In conjunction with the monitoring project, Natural Sounds Program team members will present a public program on preserving natural and cultural soundscapes in National Parks in the visitor center at 6:30 p.m. Tuesday. Admission is free.
While DuBowy said the park does not get many complaints about noise from its visitors, officials may reconsider the location of some park programs and seasonal events based on the study’s findings. In the summertime, for example, speakers and programs conducted near the visitor center are sometimes muffled by the sounds of idling busses in the parking lot.
“We may have to modify the way we do some things. Maybe our policies will change as far as what you have to do in the parking lot,” she said. “But I really don’t know at this point. We’ll have to see what the report finds.”
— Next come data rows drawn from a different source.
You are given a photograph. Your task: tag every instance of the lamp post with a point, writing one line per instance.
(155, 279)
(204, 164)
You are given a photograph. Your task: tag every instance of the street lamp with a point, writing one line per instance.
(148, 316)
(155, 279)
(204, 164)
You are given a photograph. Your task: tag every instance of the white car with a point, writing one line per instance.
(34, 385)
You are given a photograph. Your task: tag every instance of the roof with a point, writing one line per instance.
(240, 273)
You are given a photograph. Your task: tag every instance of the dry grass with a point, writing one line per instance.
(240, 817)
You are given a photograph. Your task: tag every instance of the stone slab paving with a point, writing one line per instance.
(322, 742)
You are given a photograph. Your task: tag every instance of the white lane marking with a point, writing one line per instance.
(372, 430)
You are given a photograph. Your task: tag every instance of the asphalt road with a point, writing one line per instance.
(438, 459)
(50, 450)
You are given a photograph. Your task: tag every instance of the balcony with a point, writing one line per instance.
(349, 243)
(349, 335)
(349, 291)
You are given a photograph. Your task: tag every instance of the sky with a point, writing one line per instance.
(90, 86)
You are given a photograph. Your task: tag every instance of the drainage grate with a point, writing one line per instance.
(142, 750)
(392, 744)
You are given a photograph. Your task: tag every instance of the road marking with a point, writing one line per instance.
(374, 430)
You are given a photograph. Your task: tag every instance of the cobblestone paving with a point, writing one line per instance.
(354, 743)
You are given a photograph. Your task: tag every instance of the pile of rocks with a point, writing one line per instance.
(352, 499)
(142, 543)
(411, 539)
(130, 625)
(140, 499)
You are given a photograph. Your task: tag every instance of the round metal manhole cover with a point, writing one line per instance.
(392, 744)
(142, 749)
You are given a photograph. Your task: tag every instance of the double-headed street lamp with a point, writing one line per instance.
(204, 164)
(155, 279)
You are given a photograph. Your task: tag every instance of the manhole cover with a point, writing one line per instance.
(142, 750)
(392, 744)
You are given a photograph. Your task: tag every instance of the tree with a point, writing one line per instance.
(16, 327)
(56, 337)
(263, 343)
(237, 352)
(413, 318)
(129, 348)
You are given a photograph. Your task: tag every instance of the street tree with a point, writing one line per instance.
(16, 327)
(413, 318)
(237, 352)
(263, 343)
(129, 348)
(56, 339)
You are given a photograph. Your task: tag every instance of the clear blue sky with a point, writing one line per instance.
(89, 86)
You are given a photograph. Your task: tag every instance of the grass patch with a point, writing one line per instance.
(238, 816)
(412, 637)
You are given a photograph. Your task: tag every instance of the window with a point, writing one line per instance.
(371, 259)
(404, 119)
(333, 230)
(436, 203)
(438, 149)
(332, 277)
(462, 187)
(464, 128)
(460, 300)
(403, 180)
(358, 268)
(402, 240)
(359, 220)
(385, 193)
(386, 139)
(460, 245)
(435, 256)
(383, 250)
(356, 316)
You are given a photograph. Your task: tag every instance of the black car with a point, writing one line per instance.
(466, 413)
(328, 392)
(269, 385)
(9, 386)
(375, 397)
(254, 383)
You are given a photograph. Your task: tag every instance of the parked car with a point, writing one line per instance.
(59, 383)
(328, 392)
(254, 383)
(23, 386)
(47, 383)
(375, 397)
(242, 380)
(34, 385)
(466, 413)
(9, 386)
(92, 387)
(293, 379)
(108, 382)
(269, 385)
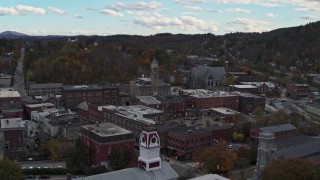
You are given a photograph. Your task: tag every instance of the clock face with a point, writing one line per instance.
(154, 141)
(143, 140)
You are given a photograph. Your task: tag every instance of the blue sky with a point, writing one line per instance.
(145, 17)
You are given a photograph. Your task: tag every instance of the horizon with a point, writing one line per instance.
(145, 17)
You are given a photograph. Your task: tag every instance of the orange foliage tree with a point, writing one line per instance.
(217, 158)
(292, 168)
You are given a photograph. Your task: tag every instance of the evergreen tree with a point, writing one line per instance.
(117, 159)
(10, 170)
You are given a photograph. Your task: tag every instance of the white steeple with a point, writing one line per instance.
(149, 143)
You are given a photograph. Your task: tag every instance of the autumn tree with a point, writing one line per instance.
(10, 170)
(217, 158)
(289, 169)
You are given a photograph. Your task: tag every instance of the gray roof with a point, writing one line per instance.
(301, 151)
(210, 177)
(164, 173)
(203, 71)
(46, 85)
(294, 141)
(278, 128)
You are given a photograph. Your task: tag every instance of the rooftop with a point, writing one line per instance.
(165, 172)
(12, 123)
(225, 111)
(10, 94)
(244, 86)
(46, 85)
(258, 84)
(106, 129)
(203, 93)
(278, 128)
(40, 105)
(86, 87)
(148, 100)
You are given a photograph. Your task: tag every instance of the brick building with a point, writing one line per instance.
(223, 113)
(283, 131)
(71, 96)
(298, 90)
(12, 134)
(134, 118)
(184, 142)
(102, 139)
(267, 89)
(204, 99)
(244, 88)
(35, 89)
(7, 97)
(249, 102)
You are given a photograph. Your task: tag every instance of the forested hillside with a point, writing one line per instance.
(121, 58)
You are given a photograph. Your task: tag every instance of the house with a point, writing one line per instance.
(35, 89)
(150, 164)
(282, 131)
(223, 113)
(184, 142)
(102, 139)
(244, 88)
(71, 96)
(9, 96)
(298, 90)
(267, 89)
(13, 131)
(150, 86)
(205, 77)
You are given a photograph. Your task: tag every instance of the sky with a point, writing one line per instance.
(147, 17)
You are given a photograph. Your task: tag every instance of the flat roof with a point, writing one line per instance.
(148, 99)
(46, 85)
(226, 111)
(203, 93)
(245, 86)
(39, 105)
(106, 129)
(4, 94)
(12, 123)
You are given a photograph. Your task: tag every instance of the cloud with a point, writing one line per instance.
(238, 10)
(78, 16)
(111, 12)
(57, 10)
(194, 8)
(138, 5)
(186, 23)
(251, 25)
(309, 17)
(271, 15)
(214, 11)
(8, 11)
(90, 9)
(186, 2)
(34, 10)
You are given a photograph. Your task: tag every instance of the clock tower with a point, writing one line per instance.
(154, 76)
(149, 143)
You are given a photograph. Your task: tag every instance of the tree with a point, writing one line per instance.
(217, 158)
(78, 160)
(117, 159)
(10, 170)
(291, 168)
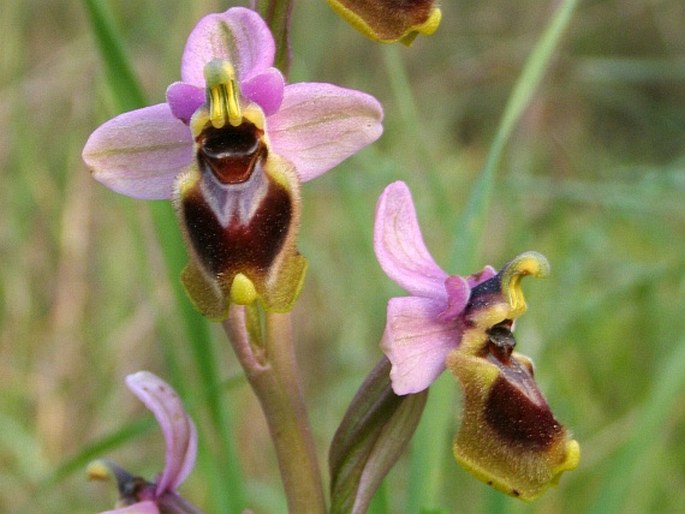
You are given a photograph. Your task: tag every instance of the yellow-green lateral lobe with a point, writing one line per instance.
(389, 21)
(508, 437)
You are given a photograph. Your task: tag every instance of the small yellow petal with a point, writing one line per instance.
(243, 291)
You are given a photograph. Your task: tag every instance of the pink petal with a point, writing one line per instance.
(320, 125)
(184, 99)
(265, 89)
(177, 427)
(399, 245)
(416, 342)
(146, 507)
(238, 35)
(139, 153)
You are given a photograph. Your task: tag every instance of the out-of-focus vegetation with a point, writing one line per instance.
(594, 178)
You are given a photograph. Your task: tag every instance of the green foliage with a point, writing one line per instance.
(592, 175)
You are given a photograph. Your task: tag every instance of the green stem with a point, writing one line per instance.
(277, 15)
(271, 370)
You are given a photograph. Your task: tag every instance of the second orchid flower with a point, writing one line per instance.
(509, 437)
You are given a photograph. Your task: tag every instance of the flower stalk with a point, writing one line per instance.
(270, 366)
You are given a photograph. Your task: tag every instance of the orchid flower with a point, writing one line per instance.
(508, 437)
(388, 21)
(139, 496)
(230, 147)
(422, 328)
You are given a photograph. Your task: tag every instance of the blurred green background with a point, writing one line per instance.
(593, 177)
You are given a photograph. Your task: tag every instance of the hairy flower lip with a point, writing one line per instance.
(386, 21)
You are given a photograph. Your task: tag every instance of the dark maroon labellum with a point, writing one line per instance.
(231, 153)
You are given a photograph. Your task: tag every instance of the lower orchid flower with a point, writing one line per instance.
(137, 495)
(230, 147)
(508, 437)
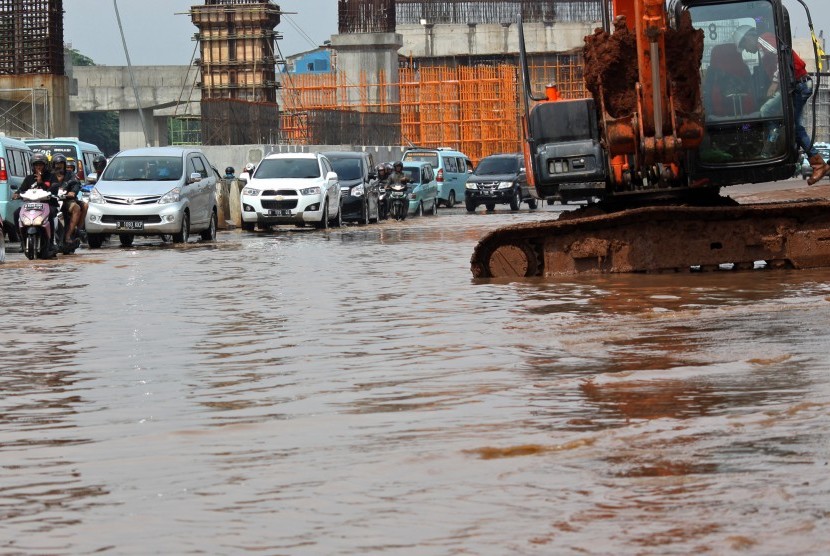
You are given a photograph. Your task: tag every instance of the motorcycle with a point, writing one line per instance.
(398, 200)
(2, 242)
(383, 206)
(35, 228)
(60, 229)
DuBowy said park officials requested the study from NPS last year. It will also include analysis of sounds created by cannon and arms firings as part of park interpretive programs, construction in the park, nearby train whistles, Yazoo Diversion Canal traffic and Interstate 20 traffic.
“Also, we’re looking at any effects a possible expansion of I-20 would have,” said DuBowy.
The sounds created inside and outside the park are not suspected to have any effect on the integrity of the nearly 1,400 tablets, markets and monuments placed throughout the park and city, DuBowy said. The VNMP is the city’s No. 1 visitor attraction, drawing in about 700,000 tourists from around the world in recent years. Its tour roads track Union and Confederate siege lines from 1863.